Invocation of the Alien Enemies Act of 1798 to deport more than 200 Venezuelans to the CECOT prison in El Salvador without due process (March 14) — the first time this law has been used since World War II.

Termination of Temporary Protected Status (TPS) for nationals of eleven countries: Afghanistan, Burma, Cameroon, Ethiopia, Haiti, Honduras, Nepal, Nicaragua, South Sudan, Syria, and Venezuela. Secretary Kristi Noem ordered the “self-deportation” of those affected (May 1).

Signing of agreements with El Salvador and Guatemala to accept deportation flights of people of other nationalities in exchange for financial compensation (April 13).

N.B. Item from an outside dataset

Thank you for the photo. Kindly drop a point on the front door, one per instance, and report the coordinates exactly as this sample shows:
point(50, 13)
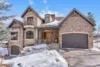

New travel ban for nationals of 19 countries, with a total ban for 12 of them and a partial one for 7 (June 4). The measure represents an expansion of the travel ban implemented during Trump’s first term.

The set of these measures — which combines the use of military facilities for immigration detention, the application of wartime legislation, the elimination of historical protections, and the use of third countries as destinations for forced deportation — constitutes a pattern of rights deterioration without precedent in the recent history of U.S. immigration policy.

Resistance and Defense

The D.C. District Court overturned in May 2025 key parts of the asylum restrictions implemented by Biden (May 9). This decision, driven by the Immigrants’ Rights Advocacy Center of the Americas, also has implications for the continuities of that policy under Trump.

Federal Judge Brian Murphy in Boston issued an order limiting rapid deportations from Guantánamo, requiring that migrants be given the opportunity to express concerns about safety in destination countries (April 30).

Mass protests in Los Angeles, Chicago, and other cities against ICE raids and mass deportation policies (June 2025).